A new study published in the British Medical Journal finds that nearly one in five female junior skiers and biathletes in Norway exhibits disordered eating (DE).
Research across sports and geographic regions has shown that elite athletes have a higher prevalence of disordered eating than non-athletes. For instance, a previous study found that 25 percent of all first-year students in elite sports schools in Norway showed disordered eating, and that for female athletes this primarily resulted from concerns about their appearance.
“Disordered eating is a disturbed and unhealthy eating pattern that can include restrictive dieting, compulsive eating or skipping meals,” Australia’s National Eating Disorders Collaboration explains on its website. “Disordered eating behaviours, and in particular dieting are the most common indicators of the development of an eating disorder. Eating disorders are severe and life threatening mental illnesses. An eating disorder is not a lifestyle choice.”
A 2015 report found that one in three elite-sport students in high schools in Norway’s Trøndelag region were sick or injured. Although a possible connection between the two phenomena was not explicitly investigated, the high prevalence of disordered eating could be a contributing factor: it’s hard to stay healthy while carrying a high training load if one has insufficient nutrition.
“[Eating disorders] have severe physical and psychosocial consequences, and are therefore not compatible with sports performance in the long run,” Ingvild Pettersen and her co-authors wrote in the new study.
Their research is notable because it focused explicitly on young female athletes in skiing and biathlon, achieving a large sample size. And the team looked beyond the elite sports schools to see whether sociodemographic factors may change the prevalence of disordered eating.
After the 2009/2010 season, Pettersen’s Oslo-based research group sent out surveys to all the young women who had finished in the top 30 of their age group in at least one Norwegian Junior Cup race. Of the 262 women contacted, 225 responded by filling out the Eating Disorders Inventory-2 and answering questions about their social and demographic backgrounds.
The researchers found that disordered eating seemed to increase with age, with just 10 percent of women in the 17-year-old age category displaying the behavior while more than 20 percent of those in the 18- and 19-year-old categories had disordered eating.
An athlete’s educational situation also played a role, with a high proportion — 28.9 percent — of women who were at elite-sports high schools exhibiting disordered eating. Less than 18 percent of those at any other type of school, including general studies high school, university, or a high school with a sports specialization, showed DE.
“The high occurrence of DE within these schools may be related to their environments,” the authors wrote. “[Elite sports schools] are known for having a high performance pressure. This can result in a performance-focused climate that can predispose to the use of dieting methods in order to improve their performance if the athlete does not cope with the pressure. In addition, the students often move away from home to attend these schools, which may increase the risk of poor nutrition without the parental control.”
The ski and sport schools have been working with a nutritionist as part of the Sunn Idrett (“Healthy Athletes”) initiative, founded in 2008 to help combat eating disorders in female athletes. Biathletes Tora Berger and Tiril Eckhoff and skiers Marit Bjørgen and Astrid Jacobsen are among the ambassadors for the program.
The NTG sport gymnasium system formalized its relationship with Sunn Idrett this year. At least one other elite sports school, Toppidrettsgymnaset I Telemark (TIT), has a dietitian on staff.
The authors also found a link between sport drop-out and disordered eating, although it was based on only 10 athletes who had ceased practicing their sport. But of those 10, four exhibited disordered eating.

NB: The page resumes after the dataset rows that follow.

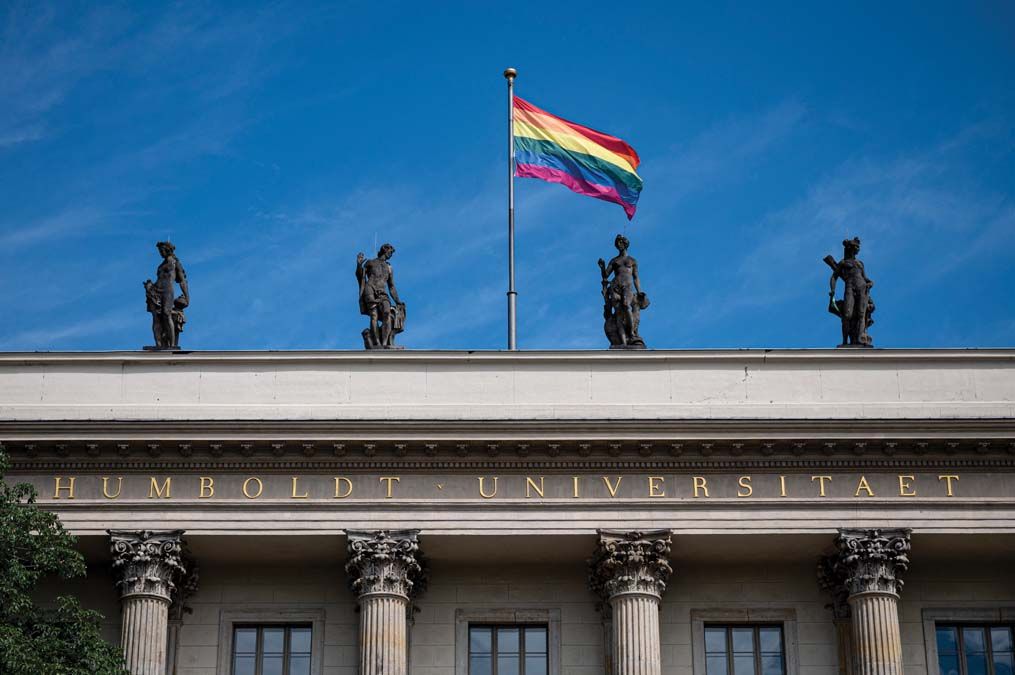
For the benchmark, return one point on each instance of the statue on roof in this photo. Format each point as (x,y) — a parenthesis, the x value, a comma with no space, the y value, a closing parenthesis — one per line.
(622,298)
(379,299)
(856,308)
(166,312)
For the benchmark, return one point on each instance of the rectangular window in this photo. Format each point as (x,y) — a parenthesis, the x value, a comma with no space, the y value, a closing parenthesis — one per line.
(271,650)
(508,650)
(974,650)
(744,649)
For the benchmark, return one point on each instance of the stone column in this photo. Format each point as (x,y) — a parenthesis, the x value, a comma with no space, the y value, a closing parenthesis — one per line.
(147,566)
(870,564)
(829,581)
(386,571)
(628,571)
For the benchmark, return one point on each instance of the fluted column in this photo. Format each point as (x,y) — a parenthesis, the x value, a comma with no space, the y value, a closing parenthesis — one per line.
(147,566)
(386,571)
(869,564)
(628,571)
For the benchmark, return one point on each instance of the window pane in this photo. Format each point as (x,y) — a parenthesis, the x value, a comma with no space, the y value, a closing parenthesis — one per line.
(243,665)
(535,640)
(743,665)
(535,665)
(715,640)
(299,666)
(271,665)
(972,639)
(273,640)
(771,639)
(975,664)
(743,639)
(245,640)
(1003,664)
(506,642)
(299,640)
(480,640)
(947,640)
(716,665)
(508,665)
(771,665)
(1001,638)
(948,664)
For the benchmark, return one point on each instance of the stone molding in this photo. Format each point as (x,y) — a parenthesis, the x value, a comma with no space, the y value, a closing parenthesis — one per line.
(871,560)
(629,562)
(146,562)
(831,580)
(386,562)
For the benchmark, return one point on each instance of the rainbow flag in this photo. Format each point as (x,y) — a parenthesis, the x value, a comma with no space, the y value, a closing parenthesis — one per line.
(588,161)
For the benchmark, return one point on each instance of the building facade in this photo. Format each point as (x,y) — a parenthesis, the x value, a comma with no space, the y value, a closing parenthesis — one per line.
(692,513)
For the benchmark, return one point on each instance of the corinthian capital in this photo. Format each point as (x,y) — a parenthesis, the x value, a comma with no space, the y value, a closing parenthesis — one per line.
(386,562)
(147,562)
(871,560)
(630,562)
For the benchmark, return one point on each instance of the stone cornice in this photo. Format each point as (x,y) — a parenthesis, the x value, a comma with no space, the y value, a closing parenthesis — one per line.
(480,356)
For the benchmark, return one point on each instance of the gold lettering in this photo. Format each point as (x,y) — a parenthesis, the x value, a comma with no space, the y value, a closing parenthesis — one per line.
(612,488)
(295,480)
(949,479)
(260,487)
(106,487)
(863,485)
(905,489)
(154,489)
(482,487)
(58,480)
(391,480)
(339,480)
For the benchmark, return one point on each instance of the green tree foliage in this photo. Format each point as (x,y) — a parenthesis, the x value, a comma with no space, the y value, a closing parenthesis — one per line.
(60,639)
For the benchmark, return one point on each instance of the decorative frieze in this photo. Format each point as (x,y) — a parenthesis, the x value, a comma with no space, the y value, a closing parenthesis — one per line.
(871,560)
(630,562)
(386,561)
(146,562)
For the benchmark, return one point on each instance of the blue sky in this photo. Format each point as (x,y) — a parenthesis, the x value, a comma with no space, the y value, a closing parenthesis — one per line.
(273,142)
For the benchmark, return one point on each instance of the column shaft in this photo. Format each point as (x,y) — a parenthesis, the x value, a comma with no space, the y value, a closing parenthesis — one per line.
(635,647)
(144,634)
(877,645)
(383,634)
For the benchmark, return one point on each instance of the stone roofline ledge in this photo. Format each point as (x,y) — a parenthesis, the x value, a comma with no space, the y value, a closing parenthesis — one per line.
(500,387)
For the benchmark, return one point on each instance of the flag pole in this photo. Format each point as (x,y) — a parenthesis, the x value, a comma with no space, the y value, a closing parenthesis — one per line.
(510,75)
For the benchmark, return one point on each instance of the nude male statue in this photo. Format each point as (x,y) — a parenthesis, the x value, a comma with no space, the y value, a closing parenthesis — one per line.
(622,297)
(377,279)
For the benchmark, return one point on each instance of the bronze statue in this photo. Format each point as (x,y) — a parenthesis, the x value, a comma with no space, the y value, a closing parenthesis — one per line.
(856,308)
(387,315)
(166,312)
(622,298)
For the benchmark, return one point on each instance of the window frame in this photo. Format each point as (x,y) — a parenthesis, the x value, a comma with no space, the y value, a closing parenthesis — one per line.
(228,620)
(494,627)
(946,616)
(786,618)
(259,644)
(506,617)
(756,630)
(960,653)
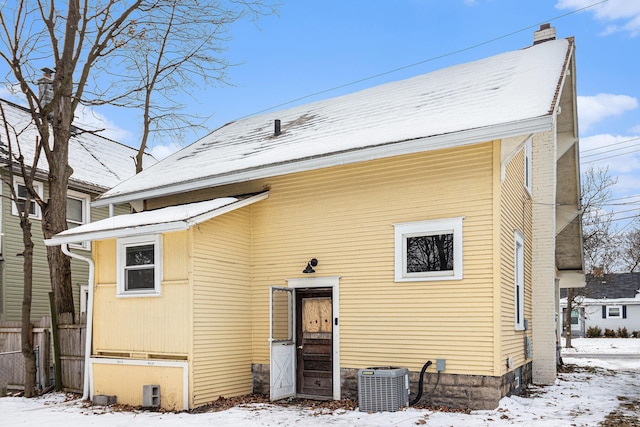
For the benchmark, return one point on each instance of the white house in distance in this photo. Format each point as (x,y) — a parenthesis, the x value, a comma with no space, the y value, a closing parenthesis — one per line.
(610,301)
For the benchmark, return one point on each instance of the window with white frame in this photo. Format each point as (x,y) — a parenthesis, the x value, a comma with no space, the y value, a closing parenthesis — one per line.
(139,266)
(23,195)
(84,298)
(527,165)
(614,311)
(518,278)
(78,213)
(428,250)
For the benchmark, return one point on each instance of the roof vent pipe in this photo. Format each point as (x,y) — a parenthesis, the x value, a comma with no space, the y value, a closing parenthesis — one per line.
(544,34)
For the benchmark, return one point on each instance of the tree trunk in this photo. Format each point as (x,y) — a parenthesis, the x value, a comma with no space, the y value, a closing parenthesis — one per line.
(54,222)
(55,209)
(567,320)
(27,331)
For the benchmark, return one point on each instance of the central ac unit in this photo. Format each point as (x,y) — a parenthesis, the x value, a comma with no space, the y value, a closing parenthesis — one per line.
(383,389)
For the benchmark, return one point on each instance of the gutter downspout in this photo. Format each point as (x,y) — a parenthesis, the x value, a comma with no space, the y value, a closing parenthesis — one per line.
(89,336)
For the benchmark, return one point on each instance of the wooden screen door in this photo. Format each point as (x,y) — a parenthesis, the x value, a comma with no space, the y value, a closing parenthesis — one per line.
(314,342)
(282,345)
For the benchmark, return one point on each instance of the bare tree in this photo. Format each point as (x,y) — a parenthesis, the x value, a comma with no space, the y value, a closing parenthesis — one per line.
(95,46)
(24,204)
(601,240)
(631,250)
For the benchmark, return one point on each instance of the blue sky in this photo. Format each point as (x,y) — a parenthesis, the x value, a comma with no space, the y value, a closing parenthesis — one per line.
(314,46)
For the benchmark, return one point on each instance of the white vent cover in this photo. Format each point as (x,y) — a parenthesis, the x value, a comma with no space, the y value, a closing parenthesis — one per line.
(383,389)
(150,396)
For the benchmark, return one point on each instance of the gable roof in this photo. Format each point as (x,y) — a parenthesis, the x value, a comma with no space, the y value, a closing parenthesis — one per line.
(505,95)
(98,163)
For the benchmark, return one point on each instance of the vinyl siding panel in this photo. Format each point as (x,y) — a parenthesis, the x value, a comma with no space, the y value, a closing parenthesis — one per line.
(344,217)
(141,327)
(515,214)
(11,288)
(222,307)
(108,380)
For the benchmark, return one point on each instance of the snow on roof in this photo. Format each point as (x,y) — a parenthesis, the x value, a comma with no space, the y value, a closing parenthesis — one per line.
(171,218)
(509,88)
(97,162)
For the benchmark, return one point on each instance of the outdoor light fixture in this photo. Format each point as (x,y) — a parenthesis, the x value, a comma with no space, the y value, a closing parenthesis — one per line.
(310,266)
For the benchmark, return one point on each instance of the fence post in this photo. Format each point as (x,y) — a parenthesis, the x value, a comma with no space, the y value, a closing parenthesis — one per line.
(56,344)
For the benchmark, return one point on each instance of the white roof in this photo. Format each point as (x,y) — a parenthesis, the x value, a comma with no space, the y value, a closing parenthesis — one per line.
(97,162)
(172,218)
(504,95)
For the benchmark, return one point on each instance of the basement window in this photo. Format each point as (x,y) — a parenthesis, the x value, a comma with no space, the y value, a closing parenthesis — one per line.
(428,250)
(139,266)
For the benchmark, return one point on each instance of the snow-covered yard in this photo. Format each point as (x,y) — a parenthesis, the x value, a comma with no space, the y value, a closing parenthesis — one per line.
(591,389)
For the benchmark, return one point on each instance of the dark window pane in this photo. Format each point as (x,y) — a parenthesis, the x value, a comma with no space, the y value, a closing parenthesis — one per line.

The study design did not allow the authors to address whether drop-out was caused by an eating disorder, as has been speculated in some previous research. The opposite could also be true: the athletes could have developed disordered eating after quitting their sport.
“Athletes who were no longer active had a significantly higher occurrence of DE… than those who were still active, implying that DE may be caused by a morbid fear of fatness and body image disturbances,” the authors wrote.
In other words, once athletes stop training and burning so many calories, they may develop unhealthy eating habits to try to maintain their appearance with lower caloric intake.
In fact, in the study the researchers found that disordered eating in these young athletes was more correlated to body image dissatisfaction than by a drive for thinness.
But as to its ultimate cause and emergence, they concluded that more data was needed. Even by age 17, one in 10 of the women showed disordered eating. Stemming that pattern requires an understanding of the sports and social environment at an even younger age.
“To better understand the causal relationship of the predictors of DE, longitudinal studies are needed on both male and female athletes younger than the junior competing level,” the authors concluded. “There is a need for theory-based research on how we can change and prevent DE behaviour in sports. We need to identify psychological constructs that may influence eating behaviour in sport, and how those factors exert their influence.”